Improvements For This Study
The study has been designed with a methodology that virtually assures hierarchical aspects of testing will deliver the greatest level of performance for shared memory process configurations. The load balancing and task queues are designed to be optimally balanced across parallel or asynchronous queues, which further biases the results of the study. One of the major factors in the study being so optimized with a hierarchical design is that fact that optimizing across that structure is much more predicable from a memory allocation and processor performance standpoint.
Second, the methodology does not include enough randomization of data packet sizes, speeds, composition or the inclusion or exclusion of specific randomized packets. All of these factors will force a dual- and multi-processor configuration to exponentially slow down and even freeze if pushed to the limits. Yet the researcher does not do this; he doesn't get to the level of load on the system to force it to fail. This would be extremely valuable to know across each of the testing scenarios.
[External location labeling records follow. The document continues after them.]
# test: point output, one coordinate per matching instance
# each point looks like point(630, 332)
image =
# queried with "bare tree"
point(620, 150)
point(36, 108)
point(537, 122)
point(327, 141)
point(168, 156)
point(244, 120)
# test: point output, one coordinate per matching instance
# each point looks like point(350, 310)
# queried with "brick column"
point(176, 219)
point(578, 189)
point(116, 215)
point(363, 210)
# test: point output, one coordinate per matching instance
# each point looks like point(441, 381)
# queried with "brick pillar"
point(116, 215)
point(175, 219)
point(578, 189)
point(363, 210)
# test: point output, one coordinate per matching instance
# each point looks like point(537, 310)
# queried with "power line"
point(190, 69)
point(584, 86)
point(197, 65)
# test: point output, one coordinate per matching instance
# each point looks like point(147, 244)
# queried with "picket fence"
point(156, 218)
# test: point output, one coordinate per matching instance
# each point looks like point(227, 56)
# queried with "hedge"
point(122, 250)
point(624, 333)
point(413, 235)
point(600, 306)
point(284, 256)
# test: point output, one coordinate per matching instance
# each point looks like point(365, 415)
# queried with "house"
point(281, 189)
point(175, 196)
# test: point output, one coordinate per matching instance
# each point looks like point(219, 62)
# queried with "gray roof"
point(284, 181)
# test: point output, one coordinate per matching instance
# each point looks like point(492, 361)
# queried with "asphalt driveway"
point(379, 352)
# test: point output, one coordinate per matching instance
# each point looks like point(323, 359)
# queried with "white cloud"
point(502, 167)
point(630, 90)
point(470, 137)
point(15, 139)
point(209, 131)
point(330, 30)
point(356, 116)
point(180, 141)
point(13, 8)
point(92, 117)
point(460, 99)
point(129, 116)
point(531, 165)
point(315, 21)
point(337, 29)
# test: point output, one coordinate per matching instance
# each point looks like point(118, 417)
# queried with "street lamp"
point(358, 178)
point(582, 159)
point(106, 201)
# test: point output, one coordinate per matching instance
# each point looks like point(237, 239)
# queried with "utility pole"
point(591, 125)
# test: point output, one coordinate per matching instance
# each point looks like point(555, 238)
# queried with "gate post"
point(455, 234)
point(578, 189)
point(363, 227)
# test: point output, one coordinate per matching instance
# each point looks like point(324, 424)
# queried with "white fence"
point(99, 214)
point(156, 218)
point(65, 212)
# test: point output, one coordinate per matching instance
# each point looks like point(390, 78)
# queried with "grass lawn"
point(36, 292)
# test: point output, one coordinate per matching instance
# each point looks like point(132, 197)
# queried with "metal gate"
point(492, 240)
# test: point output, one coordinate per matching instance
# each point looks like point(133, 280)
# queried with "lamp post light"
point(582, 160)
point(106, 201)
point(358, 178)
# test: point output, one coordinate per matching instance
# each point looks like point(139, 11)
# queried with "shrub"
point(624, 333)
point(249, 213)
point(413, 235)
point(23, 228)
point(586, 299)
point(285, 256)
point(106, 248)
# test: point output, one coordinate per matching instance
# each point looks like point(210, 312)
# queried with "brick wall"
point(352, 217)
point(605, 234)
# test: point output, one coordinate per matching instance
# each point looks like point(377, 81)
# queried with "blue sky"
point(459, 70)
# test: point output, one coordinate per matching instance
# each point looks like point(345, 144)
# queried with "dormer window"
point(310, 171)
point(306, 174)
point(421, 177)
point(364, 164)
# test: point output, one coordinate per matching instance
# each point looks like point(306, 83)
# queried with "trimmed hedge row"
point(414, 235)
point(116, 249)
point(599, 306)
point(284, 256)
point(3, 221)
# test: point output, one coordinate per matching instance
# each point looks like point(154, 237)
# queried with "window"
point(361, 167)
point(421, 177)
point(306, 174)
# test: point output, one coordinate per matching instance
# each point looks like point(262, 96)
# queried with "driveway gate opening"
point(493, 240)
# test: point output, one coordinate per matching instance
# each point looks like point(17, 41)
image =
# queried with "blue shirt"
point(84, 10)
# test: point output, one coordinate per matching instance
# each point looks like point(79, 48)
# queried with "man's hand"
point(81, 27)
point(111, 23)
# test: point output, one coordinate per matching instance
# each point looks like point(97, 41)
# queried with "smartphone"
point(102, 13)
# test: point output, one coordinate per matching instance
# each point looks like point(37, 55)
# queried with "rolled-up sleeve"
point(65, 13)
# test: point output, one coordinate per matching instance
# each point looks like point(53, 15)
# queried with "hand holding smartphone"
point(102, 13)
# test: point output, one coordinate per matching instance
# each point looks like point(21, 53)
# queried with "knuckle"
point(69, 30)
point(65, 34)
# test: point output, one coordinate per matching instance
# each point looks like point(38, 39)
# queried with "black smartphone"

Yet that is lacking from the study.
Third, the variation in cache levels, not randomized enough to stress the overall multi-processor performance, could use a much more rigorous level of analysis as well. The approach to randomization of cache levels is also nearly assuring the hierarchical aspects of the methodology will also be chosen. Again the researcher does not push the multi-processor configuration to the brink of failure and less than optimal results are generated as a result.